In this project, I use the origin-destination open dataset that they created to better understand the nature of NYC subway stations (technically called "complexes", or stations for one line that are tightly connected to stations of another line (e.g.: the G and L and Metropolitan/Lorimer)). Specifically, I cluster the stations based on their total ridership and their destination type. In each case, I break out the ridership into different times of day: Rush Hour AM, midday, weekend, etc. In the total ridership case, I simply sum up the ridership for each interval. On the other hand, for the destination type case, I get the proportion of origin or destination trips that fall into a certain time interval for each station. I then compare that ridership interval proportion to the average for the entire system. For example, the average station sees 16% of all of their trip origins happen during the weekend. At Beford Avenue on the L, 24% of all trip origins happen on the weekend giving Bedford Avenue's weekend origin ridership ratio as 0.06. In other words, Bedford Avenue has relatively more weekend demand than other subway complexes.
The Origin-Destination dataset provides the typical ridership between each pair of stations for each day and hour of the week. This is done monthly. As an example, a single row will show the Monday ridership at 9 AM between Grand Central and Times Square. In this project, I find the total ridership from a station to get the total origin ridership and the ridership to a station in order to get the destination ridership. Additionally, I average the data for each month to get the average 2024 ridership by day and hour for each station.
To prep the data for clustering, I find the time intervals for each hour and group the data by that. For the total ridership clustering, no further changes are made. For the destination type clustering, I find the origin and destination interval ratio, as described above.
Before clustering the data, I use the clustergram library to determine the optimal number of clusters for each clustering type. In both cases, two clusters were best. The silhouette score showed that the ridership axis had a clearer difference than the destination type axis (scores of 0.8 versus 0.4, respectively). Next, I use K-means clustering on each axis separately.
For each axis two major clusters emerged: high ridership versus low ridership and residential versus destinations.

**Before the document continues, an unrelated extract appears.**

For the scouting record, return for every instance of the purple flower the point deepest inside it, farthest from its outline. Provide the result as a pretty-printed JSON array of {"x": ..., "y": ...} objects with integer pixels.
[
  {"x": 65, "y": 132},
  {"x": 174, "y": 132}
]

Along the ridership axis, for each time interval, high ridership stations have around 11 times more ridership than low ridership stations. Definitely a clear difference between the two! The destination type differences were primarily in Rush Hour ridership, in particular Rush Hour PM: there was a 13% difference in the relative ridership levels during this time (destinations were -0.1 and residential complexes were 0.03). In other words, a lower proportion of people are going to destination complexes at the end of a typical work day than are going to residential complexes.
The final results can be viewed here:
Unsuprisingly, the destinations are closer to the Central Business District whereas the residential complexes are away from the center. The exceptions simply prove the validity of this fact, such as Mets/Willets Pt and 161 St - Yankee Stadium being some of the few examples very far from the center. Moreover, one can see a huge class imbalance in the clusters: two thirds of the complexes are "residential-low ridership" and only 2 complexes are "residential-high ridership".
Classifying complexes based on ridership patters is only one of hundreds of different ways one can use the Origin-Destination dataset. I hope you enjoy working with the data as much as I did!